Afghanistan, Pakistan

When the Global Polio Eradication Initiative was launched in 1988, the wild polio virus existed in 125 countries. Now, it exists in two.

Dr. Jay Wenger, director of the Polio Program at the Bill and Melinda Gates Foundation, said, "We’re down to one epidemiological block, the Afghanistan-Pakistan cluster. That’s the only place in the world where the wild polio virus still lives, and if we could knock it out there, we’re finished with wild polio virus."

Durry said one challenge in the region is that large numbers of people move across the borders of the two countries, so the virus can be constantly reintroduced in the communities.

In Pakistan, attacks on polio workers have horrified the world, but Durry said they had not reduced the effort to eradicate the virus. UNICEF reports that up to 98 percent of Pakistani parents want their children vaccinated, and Pandak said all polio workers now work on a local level so they are known in their communities.

"There’s truly a coordinated effort" among the polio partners, government workers and "thousands and thousands of health workers that are out there immunizing children," she said.

Other hurdles

The main challenge is to vaccinate children who are chronically missed, according to Pandak. "There’s a real focus on finding those children in those remaining pockets that have been inaccessible or are missed for whatever reason," she said.

Another challenge is complacency. When the virus disappears from a region, parents become complacent about vaccinations. Despite having enough vaccine on hand, only 14 percent of children were vaccinated this year in Ukraine.

Pandak said that in Ukraine, "the issue is convincing Ukrainian parents to have their children immunized when [the vaccine is] made available ... and also to get high-level government commitment to ensure that the response to the polio cases is [from] the highest level and done within a reasonable time frame."

The stakes are high. Sometimes the virus can gain strength when a weakened polio virus is used in the vaccine. That has happened in Ukraine, Guinea and Madagascar. As a result, the vaccine is being changed.

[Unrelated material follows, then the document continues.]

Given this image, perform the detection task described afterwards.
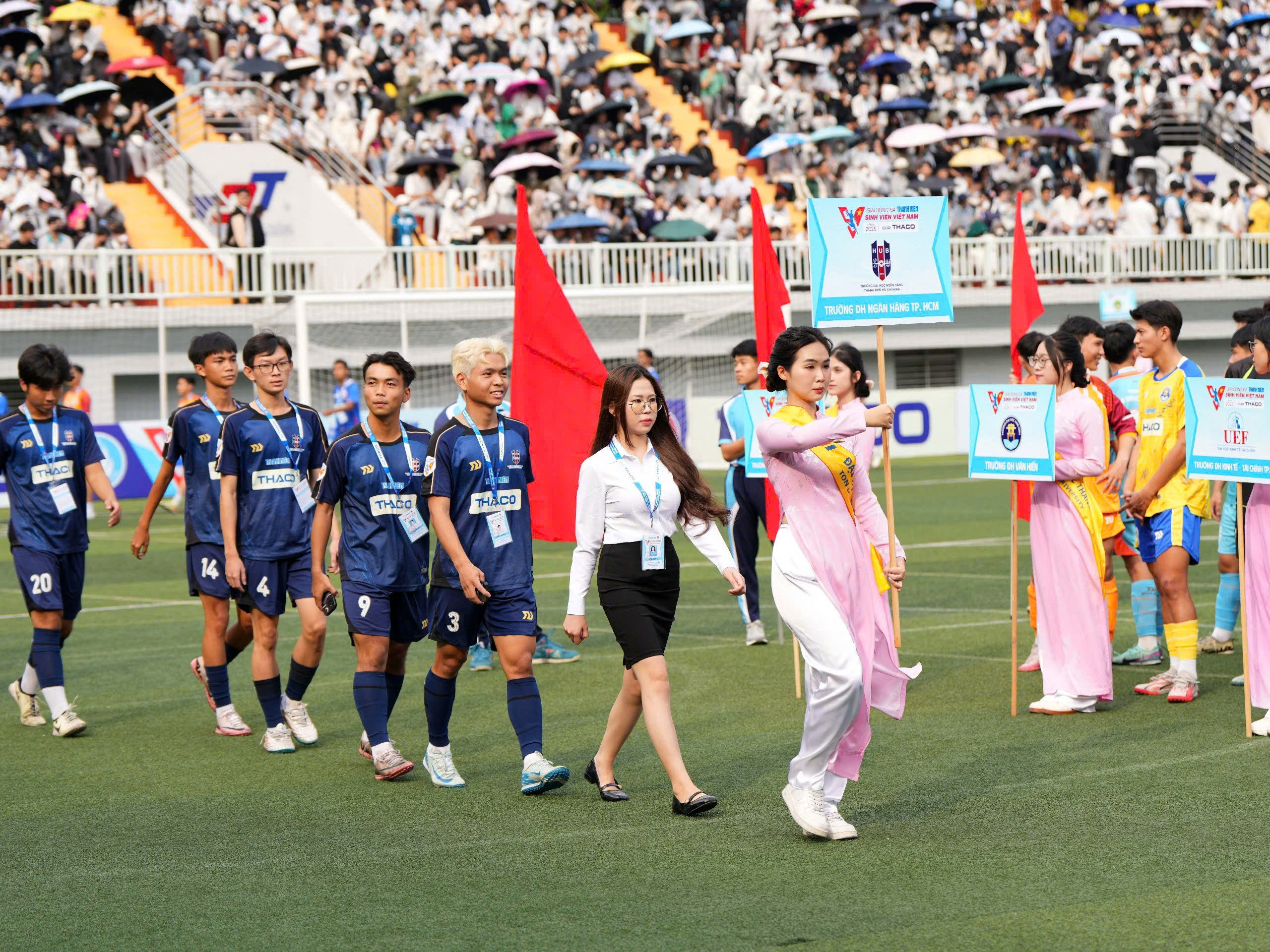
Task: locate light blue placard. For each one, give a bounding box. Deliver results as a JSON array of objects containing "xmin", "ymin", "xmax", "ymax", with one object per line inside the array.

"If we let up with still some virus circulating in any part of the world ... the possibility of the virus to go from that place and reinfect other places in the world that have already finished is huge," Wenger said. "That can happen, and if we stop, it will happen, and then we will get polio all over the place again."

The expectations are that Pakistan and Afghanistan will be polio-free by the end of 2016. Then, if there are no new cases anywhere for at least three years, polio will be a part of history.

"We don’t want to take the pedal off the metal, as it were," Pandak said.